Наумов подрастерялся, нерешительно взглянул на стрельца. Но куда деваться? Отступать некуда. Встряхнул головою и с какой-то тоскою в голосе повторил:
– Чего тянешь, садова голова? Веди вора в сторожку, да запри на хлеб-воду. И пусть сквасится там, блин гретый, пока царю повинную голову не снесет.
– Вот ты меня унизить собрался, – рассмеялся вдруг Никон. – Досадитель ты мой, того не поймешь, что солнышко с небес помелом не сгонишь. Простая ты душа, Степан Григорьевич.
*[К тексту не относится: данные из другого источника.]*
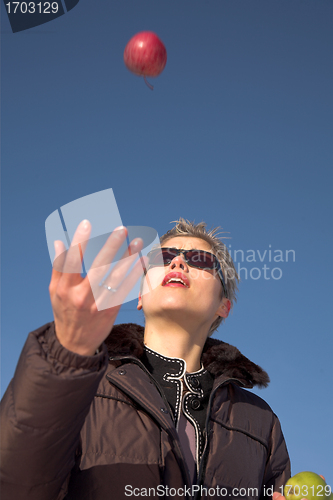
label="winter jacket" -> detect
[1,323,290,500]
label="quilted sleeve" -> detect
[1,323,108,500]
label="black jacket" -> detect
[1,323,290,500]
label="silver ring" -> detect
[100,283,117,293]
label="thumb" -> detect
[50,240,67,289]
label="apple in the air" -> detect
[284,471,333,500]
[124,31,167,84]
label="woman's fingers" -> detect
[62,220,91,282]
[49,240,66,293]
[96,255,148,311]
[87,226,127,289]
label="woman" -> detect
[2,219,290,500]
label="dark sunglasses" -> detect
[147,247,228,298]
Евтюха выпроводил вахтера-чернца из сторожки, завел опального в каменную келеицу, напоследок пихнув в спину ратовищем бердыша, запер за Никоном дверь. Но и до полдневной выти не страдал под замком монах. Поймал пристава архимандрит Иосиф и нашептал с опаскою: «Зря ты струнишь затворника. Слухи идут с Москвы: Никона прочат в папы». – «Вот и стану вдвойне и втройне гнести еретика. Сам сблудил в трех соснах и нас в геенну тянет. Уж и неведомо, какому Богу молиться и сколько тех Богов. Намазали всяк своего. Что ни деревня – то вера, что ни село – согласие. И ты, Иосиф, подпал, гляжу, под смущение, в своем монастыре уже не хозяин. Дай потачки Никону, он и тебя подпятит, будешь за ним ночные горшки охичивать». – «Степан Григорьевич, – взмолился Иосиф, – и что ты на меня взъелся, как борзой кобель? Только шерсть летит клочьями. Видит Бог, ничего я тебе не говаривал. Да и посмотри на меня, гож ли тебе в советчики? Зрение уж потухло, и худо слышу, и едва брожу...»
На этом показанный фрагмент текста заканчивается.